Respiratory bioavailability Researchers – Ian Mudway (ICL), Ben Forbes (KCL), Zachary Enlo-Scott (KCL)
Project outline: Current regulations assume 100% bioavailability for inhaled pesticides. More realistic estimates are required to enable more rational occupational and environmental health assessments.
Overall objectives: In this project we will test the hypothesis that respiratory bioavailability of inhaled pesticides varies depending on (a) their regional deposition, (b) their physicochemical properties and (c) differences in transepithelial permeability throughout the respiratory tract. Our aim is to develop models that predict the respiratory bioavailability of inhaled pesticides, based on in vitro respiratory transepithelial permeability data, to inform toxicological investigations and integration into health impact assessments.
Unravelling system-wide biomolecular interactions of food-borne pollutants Researchers – Kiran Patil (UC), Anne Willis (UC), Mike Chapman (UC), James Thaventhiran (UC), Ritwick Sarwarkar (UC), Mathew Van de Pette (UC)
Project outline: Several environmental pollutants like pesticides frequently enter the food-chain leading to systemic exposure of the consumers. However, the resulting physiological effects and underlying molecular interactions are only sparsely known.
Overall objectives: The aim is to carry out a large-scale profiling of the effects of hundreds of commonly found environmental pollutants (pesticides, herbicides, and veterinary medicines) using a multi-scale bioassay approach. To this end, the project will bring together different biological systems of toxicity relevance, from liver and immune cells to the gut microbiome, as well as multiple functional readouts, from apoptosis to metabolic aberrations. To identify specific molecular interactions underlying the observed toxic effects, selected interactions identified in the screening phase will be further investigated in molecular detail, especially by using thermal proteome profiling and multi-omic readouts (genomics, epigenomics, transcriptomics, proteomics and metabolomics). Key pathways and mechanisms thus uncovered will be further assessed by using data from published cohort studies to establish their in vivo relevance. Together, the proposed approach will provide a first-of-its-kind view on how environmental pollutants impact cell physiology and suggest potential targets towards mitigation.

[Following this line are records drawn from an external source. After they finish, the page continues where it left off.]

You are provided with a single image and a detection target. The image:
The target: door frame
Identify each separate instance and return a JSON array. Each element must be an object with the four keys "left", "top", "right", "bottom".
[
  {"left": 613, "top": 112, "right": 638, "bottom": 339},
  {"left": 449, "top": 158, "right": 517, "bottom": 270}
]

Identifying the effects of pesticides on intestinal permeability and gut-bacterial dysbiosis. Researchers – Michael Antoniou (KCL), David Phillips (KCL), Halh Al-Serori (KCL), Robin Mesnage (KCL), Scarlett Ferguson (KCL)

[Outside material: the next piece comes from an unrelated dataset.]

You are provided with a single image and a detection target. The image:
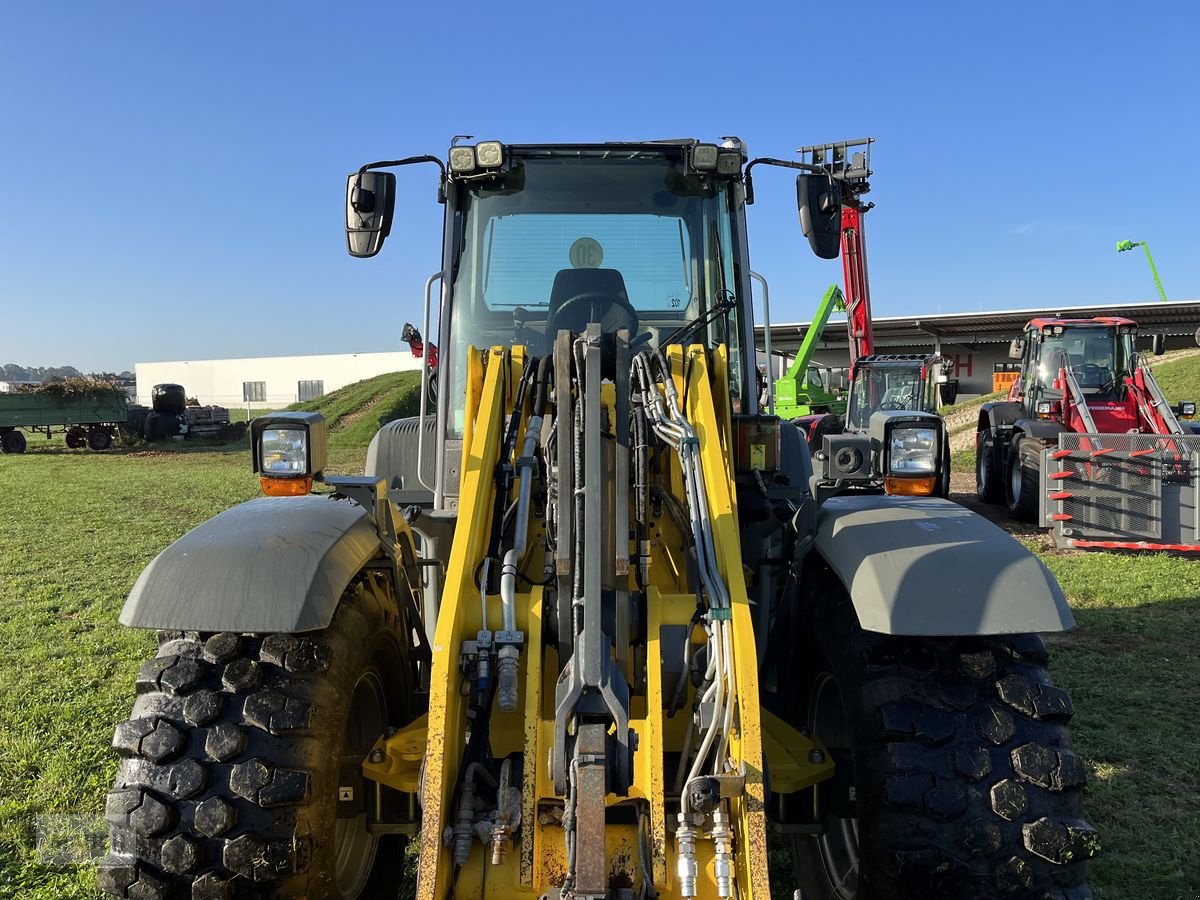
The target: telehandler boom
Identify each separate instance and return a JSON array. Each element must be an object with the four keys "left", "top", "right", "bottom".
[{"left": 100, "top": 138, "right": 1096, "bottom": 900}]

Project outline: Gut microbiome status and integrity can be affected by exposure to environmental chemicals such as pesticides. Exposure to pesticides acting as antibiotics, or fungicides, could generate a stable selection pressure on some microbial communities in the human gut microbiome. This project will provide insight as to whether pesticides commonly found in human food compromise gut well-being, which can lead to serious ill-health, with the ultimate objective of providing evidence to improve regulation of pesticides in the food chain leading to better protection of public health.
Overall objectives: The aim is to investigate whether pesticides can bring about gut microbiome dysbiosis and compromise gut integrity. This PhD project will study the effects of pesticides that are most frequently found in foodstuffs on human gastrointestinal function. It will initially focus on glyphosate, the world’s most widely used herbicide, which inhibits the shikimate pathway in plants leading to their death. It is hypothesised that glyphosate can act as an antibiotic by inhibiting the same shikimate biochemical pathway in microorganisms compromising their viability.